We performed detailed AF demagnetization on all coherent basalt pieces that could be oriented unambiguously with respect to the top of the core. All pieces contained a vertical secondary component most likely induced during drilling. In almost all cases, we were able to remove this secondary magnetization by 10- to 20-mT AF demagnetization and isolate the ChRM direction at higher fields (e.g., Fig. F88B). Another problem encountered during half-core measurements on basalt pieces relates to the broken nature of the basalt cores. Because the short pieces have no relative azimuthal orientation, we observed a magnetic interference of one piece on the next within the relatively large (~15 cm) measurement region of the pass-through magnetometer. This problem is exemplified by data from Section 192-1183A-55R-1 (Pieces 4A-4E) (Fig. F93).
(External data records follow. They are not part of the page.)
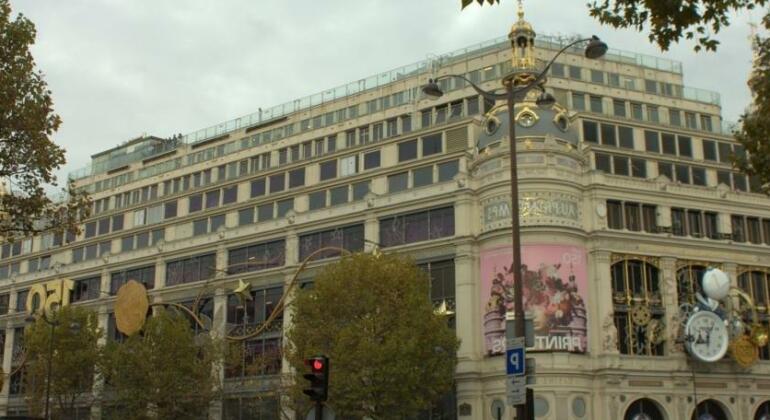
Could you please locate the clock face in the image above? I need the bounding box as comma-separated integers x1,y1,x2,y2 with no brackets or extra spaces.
685,310,729,363
518,112,536,128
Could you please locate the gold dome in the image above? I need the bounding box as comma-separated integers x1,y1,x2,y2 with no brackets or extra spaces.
509,1,534,36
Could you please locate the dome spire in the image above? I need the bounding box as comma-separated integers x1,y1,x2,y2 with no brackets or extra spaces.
508,0,537,74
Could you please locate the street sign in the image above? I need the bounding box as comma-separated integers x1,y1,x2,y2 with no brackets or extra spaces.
506,376,526,405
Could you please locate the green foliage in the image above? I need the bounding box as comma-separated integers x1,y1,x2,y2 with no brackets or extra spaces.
23,306,102,418
286,253,459,419
99,309,223,420
735,13,770,193
0,0,90,241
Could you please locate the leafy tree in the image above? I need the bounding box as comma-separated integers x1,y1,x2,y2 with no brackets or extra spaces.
463,0,770,193
99,309,222,420
0,0,90,241
286,253,459,419
23,306,102,419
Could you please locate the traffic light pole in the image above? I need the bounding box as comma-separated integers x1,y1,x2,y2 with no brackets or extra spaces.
315,401,323,420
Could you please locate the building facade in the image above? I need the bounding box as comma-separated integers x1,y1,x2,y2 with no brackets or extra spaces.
0,11,769,420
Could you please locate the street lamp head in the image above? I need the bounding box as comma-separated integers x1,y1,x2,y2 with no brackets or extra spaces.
584,35,608,59
421,79,444,99
535,92,556,107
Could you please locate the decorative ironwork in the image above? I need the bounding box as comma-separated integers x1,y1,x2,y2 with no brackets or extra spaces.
611,257,665,356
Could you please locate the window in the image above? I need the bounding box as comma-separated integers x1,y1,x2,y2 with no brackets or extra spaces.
288,168,305,188
703,140,717,161
583,121,598,143
595,153,611,172
309,191,326,210
438,160,459,182
677,136,692,157
734,174,748,191
269,173,285,193
613,156,629,176
591,69,604,83
276,199,293,217
388,172,408,193
97,218,110,235
631,158,646,178
164,201,177,219
589,96,603,113
364,150,380,170
675,164,690,184
251,178,266,197
677,264,708,307
326,135,336,153
551,63,565,77
401,114,412,133
571,93,585,111
718,142,732,163
692,167,706,186
205,190,220,209
257,203,274,221
647,105,659,123
748,217,762,244
380,207,454,247
613,100,626,117
645,80,657,93
466,97,479,116
373,123,383,141
764,219,770,245
320,160,337,181
340,155,357,177
413,166,434,188
668,109,681,126
0,294,8,315
110,265,155,294
399,139,418,162
661,133,676,155
671,208,686,236
642,205,657,233
238,208,254,226
193,218,208,236
352,181,370,201
189,194,202,213
738,271,770,359
685,112,697,129
166,253,216,287
421,109,432,128
600,124,616,146
85,222,96,238
631,103,643,120
618,126,634,149
71,276,101,303
700,115,713,132
568,66,582,80
228,240,285,274
644,130,660,153
146,205,163,224
611,258,664,356
329,186,348,206
298,224,364,261
422,134,442,156
732,215,746,242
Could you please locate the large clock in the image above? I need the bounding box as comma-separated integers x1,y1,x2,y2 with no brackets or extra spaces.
684,309,729,363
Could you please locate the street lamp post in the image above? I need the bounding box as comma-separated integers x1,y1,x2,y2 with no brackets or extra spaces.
25,311,81,420
422,30,606,419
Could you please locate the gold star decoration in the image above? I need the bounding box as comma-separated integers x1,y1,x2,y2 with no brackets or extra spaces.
233,279,252,305
434,300,455,317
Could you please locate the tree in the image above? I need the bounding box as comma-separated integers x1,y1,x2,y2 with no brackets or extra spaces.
99,309,222,420
0,0,90,241
23,306,102,419
286,253,459,419
463,0,770,193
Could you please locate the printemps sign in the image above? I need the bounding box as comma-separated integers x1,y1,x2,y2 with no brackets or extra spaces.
26,279,74,314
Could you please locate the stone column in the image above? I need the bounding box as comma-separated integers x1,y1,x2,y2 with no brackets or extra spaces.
590,250,617,355
659,257,679,355
0,326,14,416
154,256,165,290
209,287,228,420
90,305,110,420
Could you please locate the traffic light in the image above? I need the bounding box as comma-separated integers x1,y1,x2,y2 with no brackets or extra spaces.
302,356,329,402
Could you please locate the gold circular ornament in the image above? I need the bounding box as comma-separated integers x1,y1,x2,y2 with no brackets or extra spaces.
731,335,758,368
645,318,666,345
115,280,149,336
630,304,652,326
750,323,769,347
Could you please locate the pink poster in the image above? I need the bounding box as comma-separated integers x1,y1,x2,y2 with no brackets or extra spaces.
481,245,588,355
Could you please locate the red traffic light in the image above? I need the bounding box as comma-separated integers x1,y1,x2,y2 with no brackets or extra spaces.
312,359,324,371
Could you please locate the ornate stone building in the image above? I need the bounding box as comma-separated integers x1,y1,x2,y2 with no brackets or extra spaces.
0,10,768,420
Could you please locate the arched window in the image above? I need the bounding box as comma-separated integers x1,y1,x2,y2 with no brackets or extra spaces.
756,401,770,420
676,264,708,306
692,399,728,420
625,398,665,420
738,269,770,360
611,256,664,356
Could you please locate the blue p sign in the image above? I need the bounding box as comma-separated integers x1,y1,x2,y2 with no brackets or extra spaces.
506,348,525,375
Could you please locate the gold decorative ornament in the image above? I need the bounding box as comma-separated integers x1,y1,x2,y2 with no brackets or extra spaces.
750,323,769,347
731,335,759,368
645,318,666,345
233,279,253,305
114,280,150,336
630,304,652,326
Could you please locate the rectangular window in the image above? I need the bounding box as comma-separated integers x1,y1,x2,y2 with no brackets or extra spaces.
398,139,418,162
645,79,658,93
583,121,598,143
276,199,293,217
644,131,660,153
421,109,432,128
413,166,434,188
700,115,713,132
718,142,732,163
466,97,479,116
590,96,603,113
352,181,370,201
372,123,383,142
571,93,585,111
675,164,691,184
228,240,285,274
422,134,442,157
380,207,454,247
568,66,582,80
669,109,681,126
257,203,274,221
97,218,110,236
672,208,686,236
205,190,220,209
193,218,208,236
329,186,348,206
346,130,356,148
136,231,150,249
613,156,629,176
238,208,254,226
734,174,747,191
705,212,719,239
71,276,101,303
631,103,643,120
732,215,746,242
298,224,365,261
269,173,285,193
309,191,326,210
600,124,616,146
551,63,565,77
591,69,604,83
319,160,337,181
607,200,623,229
222,186,238,205
631,158,646,178
618,126,634,149
84,222,96,238
438,160,459,182
685,112,697,129
647,105,659,123
111,265,155,294
624,203,641,231
642,205,657,233
164,201,177,219
595,153,611,173
687,210,703,237
717,170,732,187
692,167,707,186
703,140,717,161
166,253,216,287
189,194,202,213
210,214,225,232
678,136,692,157
388,172,409,193
661,133,677,155
613,100,626,117
288,168,305,188
327,135,336,153
658,162,673,180
251,178,266,197
340,155,357,177
364,150,381,170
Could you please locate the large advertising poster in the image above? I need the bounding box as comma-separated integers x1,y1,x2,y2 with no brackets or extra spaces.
482,245,588,355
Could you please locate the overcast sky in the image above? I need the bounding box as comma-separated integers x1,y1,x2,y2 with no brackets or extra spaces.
10,0,762,186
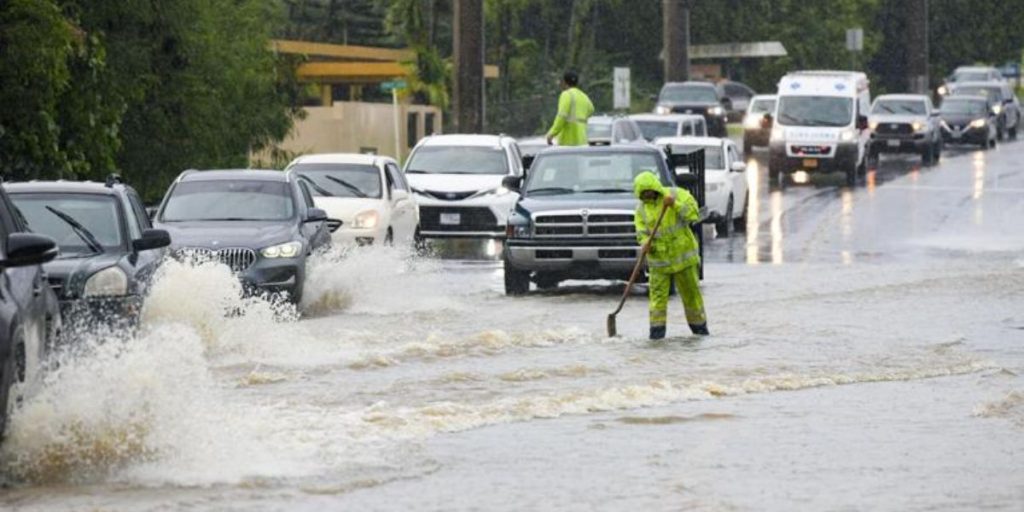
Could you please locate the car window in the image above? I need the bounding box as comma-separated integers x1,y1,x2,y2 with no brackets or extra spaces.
872,100,928,115
727,145,740,165
121,194,143,240
298,181,316,208
405,146,509,175
290,164,383,199
749,99,776,114
587,120,613,138
660,85,717,103
127,190,151,230
666,145,725,170
508,143,523,174
0,193,14,254
681,121,693,136
11,193,125,255
695,119,708,136
161,180,296,222
525,153,664,194
725,84,748,98
385,163,408,191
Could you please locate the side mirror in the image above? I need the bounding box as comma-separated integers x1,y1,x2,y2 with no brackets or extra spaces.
305,207,328,223
132,228,171,252
502,175,523,193
761,113,774,129
326,219,343,233
2,233,58,267
856,115,869,130
392,189,409,200
522,154,535,171
730,161,747,173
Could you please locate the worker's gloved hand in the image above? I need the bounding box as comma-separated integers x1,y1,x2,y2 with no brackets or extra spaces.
663,195,675,207
546,136,554,145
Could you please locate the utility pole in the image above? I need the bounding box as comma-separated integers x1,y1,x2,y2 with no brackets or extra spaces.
453,0,484,133
906,0,929,94
663,0,692,82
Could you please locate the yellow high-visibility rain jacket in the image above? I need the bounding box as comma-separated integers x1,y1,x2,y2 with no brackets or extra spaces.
546,87,594,146
633,171,700,274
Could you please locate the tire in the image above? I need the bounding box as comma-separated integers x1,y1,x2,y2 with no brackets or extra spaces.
0,334,24,440
845,165,857,187
934,140,942,162
503,261,530,296
921,145,933,166
733,192,748,233
768,168,781,190
714,196,733,238
535,273,560,290
1010,124,1018,140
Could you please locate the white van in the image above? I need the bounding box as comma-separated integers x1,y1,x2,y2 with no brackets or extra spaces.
767,71,871,187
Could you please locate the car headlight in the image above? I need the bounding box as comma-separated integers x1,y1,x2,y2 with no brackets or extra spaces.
840,129,857,142
937,85,948,96
654,105,670,115
353,210,380,229
992,104,1003,115
83,267,128,297
506,224,530,238
708,106,724,116
969,118,987,129
261,241,302,258
912,121,925,132
474,186,510,198
869,121,879,130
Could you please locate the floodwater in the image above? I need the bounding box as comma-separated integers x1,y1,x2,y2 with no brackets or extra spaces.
1,141,1022,511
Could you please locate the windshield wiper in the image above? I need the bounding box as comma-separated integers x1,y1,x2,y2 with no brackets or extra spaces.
526,187,575,195
296,174,334,197
582,188,631,194
323,175,367,198
405,169,429,174
45,206,103,254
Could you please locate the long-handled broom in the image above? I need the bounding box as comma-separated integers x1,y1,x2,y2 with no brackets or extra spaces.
606,203,670,337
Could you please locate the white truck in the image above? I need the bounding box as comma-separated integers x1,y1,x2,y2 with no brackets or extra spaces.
766,71,871,188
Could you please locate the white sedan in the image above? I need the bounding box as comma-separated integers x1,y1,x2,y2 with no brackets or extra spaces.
654,136,749,238
285,154,419,246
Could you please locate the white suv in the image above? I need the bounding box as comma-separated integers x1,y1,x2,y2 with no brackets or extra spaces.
285,153,419,246
404,134,523,239
656,136,749,238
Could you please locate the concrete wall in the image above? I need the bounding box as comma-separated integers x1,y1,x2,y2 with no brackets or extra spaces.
257,101,442,166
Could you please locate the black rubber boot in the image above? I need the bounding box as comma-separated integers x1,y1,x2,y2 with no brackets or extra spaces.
689,323,710,336
649,326,666,340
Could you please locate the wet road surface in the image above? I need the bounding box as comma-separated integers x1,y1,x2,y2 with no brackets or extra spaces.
1,139,1022,510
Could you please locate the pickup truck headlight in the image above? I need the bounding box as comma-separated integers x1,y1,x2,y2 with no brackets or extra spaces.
708,106,725,116
912,121,925,132
505,223,530,238
83,267,128,297
261,241,302,258
869,121,879,130
353,210,380,229
654,105,670,115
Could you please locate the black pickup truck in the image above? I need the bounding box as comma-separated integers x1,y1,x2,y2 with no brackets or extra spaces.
501,145,705,295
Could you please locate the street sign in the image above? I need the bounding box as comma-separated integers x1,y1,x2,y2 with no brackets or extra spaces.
846,28,864,52
380,80,407,92
613,67,630,110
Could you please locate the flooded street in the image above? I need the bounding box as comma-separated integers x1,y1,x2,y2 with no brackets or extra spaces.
2,142,1023,511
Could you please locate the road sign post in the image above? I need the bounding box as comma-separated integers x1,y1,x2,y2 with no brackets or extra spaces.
846,28,864,71
380,80,408,160
613,67,631,110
Principal component analysis for all measured points in this interval reveals that the pieces have different declinations (i.e., the pieces have no relative azimuthal orientation). Pieces 4A-4C are <10 cm in length, and there is significant interference, leading to low NRM intensities and varying inclinations. Pieces 4D and 4E are sufficiently long (>15 cm), so that, in the middle of these pieces, we can define the characteristic inclination. Note that pieces 4D and 4E both give a consistent estimate of inclination of -47°.
We used the following criteria to select only reliable inclination values. The pieces had to be at least 15 cm long, the maximum angular deviation of the principal component analysis had to be <3°, and the pieces had to be homogeneously magnetized. Of the 181 pieces analyzed, only 25 fulfilled these criteria (Table T13). In order to test the half-core data, we demagnetized one discrete sample from Section 192-1183A-65R-1 (Piece 3). This discrete sample yielded an inclination of -38.8°, in good agreement with -38.7° for the half-core measurement.
Although the NRM intensities are quite variable, we identified a distinct difference between the upper and lower basement units. The upper units (Units 2B-4B) are generally more weakly magnetized and have Koenigsberger ratios (Q in Table T13) of <10. Units 5B to 7, however, are more magnetic and, although variable, have many Q values >10. Whereas on the basis of the NRM intensities we are able to distinguish only two units in the basement samples, stable magnetic directions indicate considerably more variation both between units and, more importantly, within units, indicating that the basement units as defined (see "Igneous Petrology") contain many distinct subunits. Significant changes in inclination values within Units 5B and 7 suggest that these units contain at least three subunits with thicknesses of ~5 m.